There is a presentation which goes with this handout, use it to add notes if you need to.

Before we start, remember we need to do a couple of things…

1. Tell R where your data are

See the introduction handout if you can’t remember how.

Check it worked using:

list.files()
##  [1] "01_intro-to-R.html"              "01_intro-to-R.Rmd"              
##  [3] "02_dealing-with-data-dplyr.html" "02_dealing-with-data-dplyr.Rmd" 
##  [5] "04_intro-to-ggplot_files"        "04_intro-to-ggplot-slides.html" 
##  [7] "04_intro-to-ggplot-slides.Rmd"   "04_intro-to-ggplot.html"        
##  [9] "04_intro-to-ggplot.Rmd"          "basics_of_rstudio.pdf"          
## [11] "climate_anomalies_1880-2016.csv" "compensation.csv"               
## [13] "intro-outline.md"                "MOMv3.3.txt"                    
## [15] "README.md"

or look at the Files tab

2. Load the packages needed

If you downloaded the entire “tidyverse” then you should already have the ggplot2 package. If not, then you will need to get it using “install.packages”

library(tidyverse)
## Loading tidyverse: ggplot2
## Loading tidyverse: tibble
## Loading tidyverse: tidyr
## Loading tidyverse: readr
## Loading tidyverse: purrr
## Loading tidyverse: dplyr
## Warning: package 'tibble' was built under R version 3.4.3
## Warning: package 'dplyr' was built under R version 3.4.2
## Conflicts with tidy packages ----------------------------------------------
## filter(): dplyr, stats
## lag():    dplyr, stats
library(ggplot2)

3. Import the data

First we are going to work with the dataset MOMv3.3.txt, which contains the body mass of all mammals on Earth (MOM = Masses Of Mammals). You can find the original source by Smith et al. 2003, here

MOM <- read_tsv("MOMv3.3.txt", col_names=F)
## Parsed with column specification:
## cols(
##   X1 = col_character(),
##   X2 = col_character(),
##   X3 = col_character(),
##   X4 = col_character(),
##   X5 = col_character(),
##   X6 = col_character(),
##   X7 = col_double(),
##   X8 = col_double(),
##   X9 = col_character()
## )
#Let's name the columns so they are easier to work with
names(MOM) <- c("continent", "status", "order", "family", "genus", "species", "log_mass_g", "avg_mass_g", "reference")

4. Look at the data

glimpse(MOM)
## Observations: 5,731
## Variables: 9
## $ continent  <chr> "AF", "AF", "AF", "AF", "AF", "AF", "AF", "AF", "AF...
## $ status     <chr> "extant", "extant", "extant", "extant", "extant", "...
## $ order      <chr> "Artiodactyla", "Artiodactyla", "Artiodactyla", "Ar...
## $ family     <chr> "Bovidae", "Bovidae", "Bovidae", "Bovidae", "Bovida...
## $ genus      <chr> "Addax", "Aepyceros", "Alcelaphus", "Ammodorcas", "...
## $ species    <chr> "nasomaculatus", "melampus", "buselaphus", "clarkei...
## $ log_mass_g <dbl> 4.85, 4.72, 5.23, 4.45, 4.68, 4.59, 4.53, 4.60, 5.9...
## $ avg_mass_g <dbl> 70000.3, 52500.1, 171001.5, 28049.8, 48000.0, 39049...
## $ reference  <chr> "60", "63, 70", "63, 70", "60", "75", "60", "1", "2...
range(MOM$avg_mass_g)
## [1]      -999 190000000
#oops, we have some missing valuses, denoted as -999. Let's remove those...
library(naniar)
## Warning: package 'naniar' was built under R version 3.4.3
MOM <- MOM %>%
  replace_with_na(replace = list(avg_mass_g = -999, log_mass_g = -999.00))
range(MOM$avg_mass_g, na.rm=TRUE)
## [1] 1.8e+00 1.9e+08

What plots do I need?

Before we start to make plots, let’s think about what we’d like to do more carefully.

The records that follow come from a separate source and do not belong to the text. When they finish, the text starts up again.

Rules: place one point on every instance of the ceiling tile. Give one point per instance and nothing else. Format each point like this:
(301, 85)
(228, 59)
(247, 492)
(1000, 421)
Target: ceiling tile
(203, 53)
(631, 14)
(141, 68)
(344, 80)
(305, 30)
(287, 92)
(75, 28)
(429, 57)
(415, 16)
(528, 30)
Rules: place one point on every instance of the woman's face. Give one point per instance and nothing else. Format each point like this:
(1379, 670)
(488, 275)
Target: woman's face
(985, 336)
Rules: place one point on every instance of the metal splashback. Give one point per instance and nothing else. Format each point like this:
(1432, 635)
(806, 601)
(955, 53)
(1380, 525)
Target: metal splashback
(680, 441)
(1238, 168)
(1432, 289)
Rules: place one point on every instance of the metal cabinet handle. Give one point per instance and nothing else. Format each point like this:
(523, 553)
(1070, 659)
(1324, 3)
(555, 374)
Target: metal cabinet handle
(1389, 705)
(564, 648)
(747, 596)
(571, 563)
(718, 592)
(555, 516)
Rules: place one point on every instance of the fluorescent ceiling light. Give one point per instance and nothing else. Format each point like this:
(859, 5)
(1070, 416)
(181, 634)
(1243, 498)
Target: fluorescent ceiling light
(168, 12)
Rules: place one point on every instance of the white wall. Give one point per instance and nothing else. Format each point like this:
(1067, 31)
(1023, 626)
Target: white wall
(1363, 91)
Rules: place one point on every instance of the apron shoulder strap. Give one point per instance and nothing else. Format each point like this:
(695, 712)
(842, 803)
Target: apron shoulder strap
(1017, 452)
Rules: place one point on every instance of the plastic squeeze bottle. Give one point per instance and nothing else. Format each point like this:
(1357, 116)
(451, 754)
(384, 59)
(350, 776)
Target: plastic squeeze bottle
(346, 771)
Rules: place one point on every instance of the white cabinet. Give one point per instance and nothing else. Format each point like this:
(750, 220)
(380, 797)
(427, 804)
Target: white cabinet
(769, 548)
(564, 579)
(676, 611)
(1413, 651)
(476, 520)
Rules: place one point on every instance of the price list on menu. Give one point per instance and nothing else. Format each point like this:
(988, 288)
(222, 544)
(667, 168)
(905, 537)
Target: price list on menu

  1. What kind of data do we have? e.g. quantitative? qualitative?
  2. What is the main question we’d like to answer?
  3. What would be interesting to show about our data?

We can spend all day making graphs, but there are a few rules of thumb we can use to avoid wasting effort, and to avoid going down a rabbit hole that distracts us from our main purpose.

1. What’s your point?

Are you visualizing data for exploratory purposes (to understand it better) or for explanatory purposes (to make a specific point to someone else)? The goal is not always to display all of the data as neatly and completely as possible!

2. Choose the right plot

Think about what each kind of plot can tell you and how your data type constrains your options. Would quantitative or qualitative data be best shown on this plot? Would the plot be best to display discrete data (categories, integers) or continuous data? Does this plot show all the data, or does it break it into distinct groups?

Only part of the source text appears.